Institut Méditerranéen d’Océanologie
Accueil du site > Nos résultats > Prix et Distinctions > Le Prix de thèse d’Aix-Marseille Université décerné à Marion Kersalé

Le Prix de thèse d’Aix-Marseille Université décerné à Marion Kersalé

Version imprimable de cet article

Le Prix de thèse d’Aix-Marseille Université 2014 a été décerné à Marion Kersalé (MIO, Mediterranean Institute of Oceanography).
Ce prix récompense l’excellence des travaux de recherche sur la « Dynamique de processus océaniques de méso- et de subméso-échelle à partir de simulations numériques et de données in situ », présentés lors de sa soutenance en octobre 2013 et menés sous la direction d’Anne Petrenko, Andréa Doglioli et Ivan Dekeyser, enseignants chercheurs du MIO.
Ce prix lui sera remis, le mardi 18 novembre 2014, lors de la Journée Académique et Scientifique de l’Université d’Aix-Marseille.

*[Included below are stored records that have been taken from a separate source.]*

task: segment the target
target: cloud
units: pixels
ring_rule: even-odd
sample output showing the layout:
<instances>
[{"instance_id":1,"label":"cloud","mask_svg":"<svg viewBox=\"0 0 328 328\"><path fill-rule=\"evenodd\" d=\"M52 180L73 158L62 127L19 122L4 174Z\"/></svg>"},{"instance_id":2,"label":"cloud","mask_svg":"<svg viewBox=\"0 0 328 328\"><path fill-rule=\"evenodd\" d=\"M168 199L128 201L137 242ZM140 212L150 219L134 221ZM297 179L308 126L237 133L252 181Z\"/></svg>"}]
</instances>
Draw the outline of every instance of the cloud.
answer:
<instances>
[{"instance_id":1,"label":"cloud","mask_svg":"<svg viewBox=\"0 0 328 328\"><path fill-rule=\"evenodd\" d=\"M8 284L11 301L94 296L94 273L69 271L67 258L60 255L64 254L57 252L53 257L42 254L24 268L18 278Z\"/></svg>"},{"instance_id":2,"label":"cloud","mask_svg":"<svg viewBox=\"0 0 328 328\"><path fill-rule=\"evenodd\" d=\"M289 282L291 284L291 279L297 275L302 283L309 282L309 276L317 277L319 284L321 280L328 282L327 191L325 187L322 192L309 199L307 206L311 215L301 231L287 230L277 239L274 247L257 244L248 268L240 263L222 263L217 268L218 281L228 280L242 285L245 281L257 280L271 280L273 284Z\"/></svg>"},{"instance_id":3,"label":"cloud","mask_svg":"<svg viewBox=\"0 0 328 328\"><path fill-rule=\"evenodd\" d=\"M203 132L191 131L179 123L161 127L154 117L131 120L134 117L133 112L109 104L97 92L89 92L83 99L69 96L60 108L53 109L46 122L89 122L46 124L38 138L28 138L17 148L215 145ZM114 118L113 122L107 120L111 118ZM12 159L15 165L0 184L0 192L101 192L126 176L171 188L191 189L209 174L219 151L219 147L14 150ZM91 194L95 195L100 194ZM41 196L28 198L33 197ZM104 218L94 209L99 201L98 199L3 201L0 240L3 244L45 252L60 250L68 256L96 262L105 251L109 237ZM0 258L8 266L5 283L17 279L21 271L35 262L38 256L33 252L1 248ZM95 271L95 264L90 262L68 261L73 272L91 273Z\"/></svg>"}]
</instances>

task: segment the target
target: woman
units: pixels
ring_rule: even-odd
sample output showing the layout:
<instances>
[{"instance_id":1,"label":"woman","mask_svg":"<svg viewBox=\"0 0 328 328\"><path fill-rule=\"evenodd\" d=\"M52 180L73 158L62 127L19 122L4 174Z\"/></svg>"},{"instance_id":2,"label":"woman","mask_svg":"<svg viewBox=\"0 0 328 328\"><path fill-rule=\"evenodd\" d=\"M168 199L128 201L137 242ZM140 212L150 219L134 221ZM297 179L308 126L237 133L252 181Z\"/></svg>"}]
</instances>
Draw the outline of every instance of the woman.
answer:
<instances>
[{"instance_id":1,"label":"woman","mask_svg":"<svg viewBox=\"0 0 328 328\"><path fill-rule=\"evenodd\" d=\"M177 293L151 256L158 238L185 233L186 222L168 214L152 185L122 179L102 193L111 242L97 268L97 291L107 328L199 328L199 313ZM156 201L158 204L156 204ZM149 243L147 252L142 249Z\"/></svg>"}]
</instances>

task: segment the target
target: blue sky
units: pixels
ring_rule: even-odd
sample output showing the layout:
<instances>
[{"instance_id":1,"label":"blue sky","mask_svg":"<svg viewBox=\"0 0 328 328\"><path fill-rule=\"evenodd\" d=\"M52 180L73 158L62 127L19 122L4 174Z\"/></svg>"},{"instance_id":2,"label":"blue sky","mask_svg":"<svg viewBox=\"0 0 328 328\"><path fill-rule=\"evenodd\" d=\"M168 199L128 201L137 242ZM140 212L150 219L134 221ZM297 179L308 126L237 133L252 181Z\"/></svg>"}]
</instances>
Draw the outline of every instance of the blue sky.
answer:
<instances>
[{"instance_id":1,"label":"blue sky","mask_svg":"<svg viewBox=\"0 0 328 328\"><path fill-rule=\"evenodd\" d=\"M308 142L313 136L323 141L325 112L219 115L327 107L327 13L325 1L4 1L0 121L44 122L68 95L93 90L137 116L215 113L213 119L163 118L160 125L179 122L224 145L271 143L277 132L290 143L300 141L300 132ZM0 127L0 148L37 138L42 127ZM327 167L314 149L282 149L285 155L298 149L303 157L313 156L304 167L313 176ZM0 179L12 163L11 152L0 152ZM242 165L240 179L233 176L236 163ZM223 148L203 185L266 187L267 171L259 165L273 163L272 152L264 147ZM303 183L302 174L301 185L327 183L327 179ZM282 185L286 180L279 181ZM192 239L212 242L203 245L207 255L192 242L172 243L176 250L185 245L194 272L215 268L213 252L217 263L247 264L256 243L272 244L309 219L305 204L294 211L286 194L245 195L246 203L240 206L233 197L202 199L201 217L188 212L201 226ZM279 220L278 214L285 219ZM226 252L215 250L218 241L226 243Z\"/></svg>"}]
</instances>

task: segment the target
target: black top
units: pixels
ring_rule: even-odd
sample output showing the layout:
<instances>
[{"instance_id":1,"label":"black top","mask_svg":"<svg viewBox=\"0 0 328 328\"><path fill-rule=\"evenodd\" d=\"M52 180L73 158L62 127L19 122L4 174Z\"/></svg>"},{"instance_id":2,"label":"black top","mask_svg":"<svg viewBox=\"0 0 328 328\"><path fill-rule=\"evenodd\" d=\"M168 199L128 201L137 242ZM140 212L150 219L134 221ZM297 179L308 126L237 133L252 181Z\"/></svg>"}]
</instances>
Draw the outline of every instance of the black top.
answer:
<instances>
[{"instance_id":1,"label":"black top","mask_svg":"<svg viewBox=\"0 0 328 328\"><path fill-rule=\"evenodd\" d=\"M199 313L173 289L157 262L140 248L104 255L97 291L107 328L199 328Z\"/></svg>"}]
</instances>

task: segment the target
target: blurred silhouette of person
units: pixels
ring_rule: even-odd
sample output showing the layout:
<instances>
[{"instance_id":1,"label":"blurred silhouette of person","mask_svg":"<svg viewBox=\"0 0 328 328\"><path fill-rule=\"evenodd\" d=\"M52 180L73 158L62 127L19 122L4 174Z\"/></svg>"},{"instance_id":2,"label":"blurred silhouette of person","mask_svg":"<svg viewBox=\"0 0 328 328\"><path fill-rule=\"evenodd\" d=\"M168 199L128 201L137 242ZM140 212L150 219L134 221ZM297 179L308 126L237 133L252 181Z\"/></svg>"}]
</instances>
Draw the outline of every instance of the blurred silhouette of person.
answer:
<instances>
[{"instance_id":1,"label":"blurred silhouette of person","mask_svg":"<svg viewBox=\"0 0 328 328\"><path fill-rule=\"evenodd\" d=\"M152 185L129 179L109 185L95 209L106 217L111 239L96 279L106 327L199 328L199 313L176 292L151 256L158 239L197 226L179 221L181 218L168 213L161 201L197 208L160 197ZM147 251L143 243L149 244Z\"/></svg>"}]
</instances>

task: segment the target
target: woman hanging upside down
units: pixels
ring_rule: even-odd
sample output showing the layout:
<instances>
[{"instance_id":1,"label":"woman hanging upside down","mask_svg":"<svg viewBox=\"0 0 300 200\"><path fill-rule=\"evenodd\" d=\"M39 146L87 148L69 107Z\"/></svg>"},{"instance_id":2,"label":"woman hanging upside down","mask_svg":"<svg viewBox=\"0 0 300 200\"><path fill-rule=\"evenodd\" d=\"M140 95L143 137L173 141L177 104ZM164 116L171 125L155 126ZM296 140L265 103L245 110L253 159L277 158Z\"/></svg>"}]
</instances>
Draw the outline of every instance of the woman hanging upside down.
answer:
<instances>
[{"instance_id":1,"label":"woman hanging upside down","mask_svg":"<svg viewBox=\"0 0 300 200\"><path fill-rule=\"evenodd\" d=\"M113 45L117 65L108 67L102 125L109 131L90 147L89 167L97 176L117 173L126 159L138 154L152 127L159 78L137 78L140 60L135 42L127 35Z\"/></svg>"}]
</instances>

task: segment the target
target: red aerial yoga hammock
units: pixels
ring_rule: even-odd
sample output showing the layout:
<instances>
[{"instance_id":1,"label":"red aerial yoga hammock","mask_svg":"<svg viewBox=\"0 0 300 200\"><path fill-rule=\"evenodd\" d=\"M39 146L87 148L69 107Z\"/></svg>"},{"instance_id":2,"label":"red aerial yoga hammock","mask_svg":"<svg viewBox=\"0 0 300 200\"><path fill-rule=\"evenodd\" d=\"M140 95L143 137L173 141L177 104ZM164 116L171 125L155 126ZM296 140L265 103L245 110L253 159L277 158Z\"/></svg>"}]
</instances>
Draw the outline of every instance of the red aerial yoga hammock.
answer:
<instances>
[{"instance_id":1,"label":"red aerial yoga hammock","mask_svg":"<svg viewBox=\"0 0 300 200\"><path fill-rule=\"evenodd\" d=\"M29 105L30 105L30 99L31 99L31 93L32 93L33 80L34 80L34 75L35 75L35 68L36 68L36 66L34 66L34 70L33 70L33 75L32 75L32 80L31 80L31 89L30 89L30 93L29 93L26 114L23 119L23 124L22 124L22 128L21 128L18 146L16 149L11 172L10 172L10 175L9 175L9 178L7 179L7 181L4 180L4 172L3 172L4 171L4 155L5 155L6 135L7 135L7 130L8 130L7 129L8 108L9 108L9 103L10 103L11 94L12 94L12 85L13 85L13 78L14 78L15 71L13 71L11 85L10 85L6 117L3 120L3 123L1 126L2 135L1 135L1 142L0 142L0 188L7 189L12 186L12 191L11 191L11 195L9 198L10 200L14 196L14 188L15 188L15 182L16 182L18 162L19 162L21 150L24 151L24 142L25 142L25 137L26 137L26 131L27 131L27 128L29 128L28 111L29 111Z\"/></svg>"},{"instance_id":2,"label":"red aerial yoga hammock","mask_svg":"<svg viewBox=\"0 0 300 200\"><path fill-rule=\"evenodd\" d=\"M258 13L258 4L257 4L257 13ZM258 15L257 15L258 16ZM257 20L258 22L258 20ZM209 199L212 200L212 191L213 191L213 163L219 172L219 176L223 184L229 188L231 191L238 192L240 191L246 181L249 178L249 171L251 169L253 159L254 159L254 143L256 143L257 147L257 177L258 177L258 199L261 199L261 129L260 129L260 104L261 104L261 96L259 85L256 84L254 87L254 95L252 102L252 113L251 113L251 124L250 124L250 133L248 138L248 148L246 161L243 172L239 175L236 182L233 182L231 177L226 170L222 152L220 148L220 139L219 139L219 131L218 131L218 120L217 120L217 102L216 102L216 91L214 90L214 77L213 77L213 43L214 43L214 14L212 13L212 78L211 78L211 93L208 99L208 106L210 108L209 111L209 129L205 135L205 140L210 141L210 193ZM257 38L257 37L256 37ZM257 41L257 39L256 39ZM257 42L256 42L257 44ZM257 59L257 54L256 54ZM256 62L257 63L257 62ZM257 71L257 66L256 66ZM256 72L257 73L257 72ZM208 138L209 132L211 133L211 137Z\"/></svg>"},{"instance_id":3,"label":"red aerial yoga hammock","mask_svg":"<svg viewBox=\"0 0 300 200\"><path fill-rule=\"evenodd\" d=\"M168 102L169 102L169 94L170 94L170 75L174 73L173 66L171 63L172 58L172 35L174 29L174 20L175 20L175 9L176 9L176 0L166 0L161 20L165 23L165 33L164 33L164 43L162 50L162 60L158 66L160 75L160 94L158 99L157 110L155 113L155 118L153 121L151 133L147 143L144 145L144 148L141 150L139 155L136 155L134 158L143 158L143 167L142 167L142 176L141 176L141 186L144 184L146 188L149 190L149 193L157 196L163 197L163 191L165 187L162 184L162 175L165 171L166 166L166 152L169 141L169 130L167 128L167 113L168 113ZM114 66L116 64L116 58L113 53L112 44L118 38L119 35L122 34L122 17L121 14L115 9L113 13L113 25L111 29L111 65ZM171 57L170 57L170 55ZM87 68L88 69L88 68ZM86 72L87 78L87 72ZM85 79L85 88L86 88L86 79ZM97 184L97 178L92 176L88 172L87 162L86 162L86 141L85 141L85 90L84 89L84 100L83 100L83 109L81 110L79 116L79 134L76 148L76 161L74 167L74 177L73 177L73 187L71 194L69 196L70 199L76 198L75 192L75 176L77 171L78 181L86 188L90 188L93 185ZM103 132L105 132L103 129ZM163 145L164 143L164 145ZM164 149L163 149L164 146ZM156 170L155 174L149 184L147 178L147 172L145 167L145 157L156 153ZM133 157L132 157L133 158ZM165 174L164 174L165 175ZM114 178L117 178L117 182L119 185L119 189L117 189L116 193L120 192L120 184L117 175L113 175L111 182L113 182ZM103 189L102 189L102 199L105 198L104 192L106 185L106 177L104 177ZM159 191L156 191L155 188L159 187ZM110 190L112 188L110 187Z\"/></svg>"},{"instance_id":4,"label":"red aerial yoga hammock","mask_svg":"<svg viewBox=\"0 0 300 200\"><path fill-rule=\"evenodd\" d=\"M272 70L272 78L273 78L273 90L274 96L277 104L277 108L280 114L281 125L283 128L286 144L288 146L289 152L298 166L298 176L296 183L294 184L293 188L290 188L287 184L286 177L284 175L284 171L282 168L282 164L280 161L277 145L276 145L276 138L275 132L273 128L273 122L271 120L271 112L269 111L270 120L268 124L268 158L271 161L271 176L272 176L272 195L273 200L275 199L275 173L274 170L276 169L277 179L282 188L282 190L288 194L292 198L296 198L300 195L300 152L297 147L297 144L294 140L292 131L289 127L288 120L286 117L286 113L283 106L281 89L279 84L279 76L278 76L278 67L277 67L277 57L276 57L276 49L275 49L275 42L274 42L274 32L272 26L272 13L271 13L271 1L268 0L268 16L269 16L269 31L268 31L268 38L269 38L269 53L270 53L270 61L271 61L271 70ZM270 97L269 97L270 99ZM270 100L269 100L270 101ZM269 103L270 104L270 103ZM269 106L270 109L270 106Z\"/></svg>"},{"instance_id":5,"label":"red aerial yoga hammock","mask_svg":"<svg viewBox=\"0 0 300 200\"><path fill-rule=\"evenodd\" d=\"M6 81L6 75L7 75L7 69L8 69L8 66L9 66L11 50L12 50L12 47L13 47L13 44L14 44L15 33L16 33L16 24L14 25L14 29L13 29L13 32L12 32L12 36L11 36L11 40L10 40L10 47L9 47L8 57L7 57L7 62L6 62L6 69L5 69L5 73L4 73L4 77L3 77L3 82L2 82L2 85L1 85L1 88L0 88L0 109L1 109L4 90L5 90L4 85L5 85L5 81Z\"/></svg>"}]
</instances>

La circulation océanique et les échanges de masses d’eaux océaniques jouent un rôle important dans la régulation du climat. Ces échanges se produisent au niveau de structures comme les tourbillons et les fronts. Ces structures sont dites de « méso- ou de subméso-échelle » car elles s’étendent, suivant les régions, sur des distances allant de quelques kilomètres à une centaine de kilomètres. L’observation locale de telles structures permet de mieux comprendre le fonctionnement global de l’océan et l’étude de leur impact sur la biogéochimie peut permettre des avancées dans la compréhension et la prédiction du changement global.

Afin d’étudier ces processus, pendant son Doctorat, Marion Kersalé est devenue experte dans l’acquisition et l’analyse d’observations in situ - elle a d’ailleurs participé activement, dès son premier mois de thèse, à la campagne en mer LATEX 2010 dont les PI du projet sont Anne Petrenko (physique) et Frédéric Diaz (Biogéochimie) - mais également dans la modélisation numérique et l’utilisation d’observations satellitaires.

La première partie de son travail de Doctorat au sein du MIO a porté sur les influences respectives et l’importance des forçages du vent, de la topographie et des courants à grande échelle sur la génération de tourbillons de méso-échelle dans un modèle numérique de la circulation océanique autour des îles Hawaïennes (Kersale et al., Ocean Sci., 7, 277-291, doi : 10.5194/os-7-277-2011).

Durant la deuxième partie de son doctorat, sa recherche s’est orientée vers la dynamique côtière du Golfe du Lion, golfe situé entre Marseille et l’Espagne. Elle s’est focalisée sur l’étude des caractéristiques et de la dynamique physique de tourbillons dans la partie ouest du golfe et a pu mettre en évidence un nouveau processus de génération de tourbillons côtiers (Kersalé et al., J. Geophys. Res., Vol.118, pp.1-11, doi:10.1029/2012JC008229).

En dernière partie de thèse, les travaux de Marion Kersalé et collaborateurs ont aussi permis, pour la première fois, d’évaluer le coefficient de dispersion dans le Golfe du Lion à l’aide d’un traceur chimique. Ce résultat a un grand impact sur la compréhension du mélange des eaux dû à la turbulence du milieu et, par conséquent, de la dynamique et la régulation des processus biologiques ainsi que des flux de carbone vers l’océan profond. Ces effets de mélange ont une grande importance en océanographie et en climatologie. Ils peuvent aussi aider à l’appréhension de phénomènes tels que la dispersion de polluants dans les mers et les océans.

Marion Kersalé est actuellement en post-doctorat au Laboratoire de Physique des Océans de l’Université de Bretagne Occidentale, à Brest.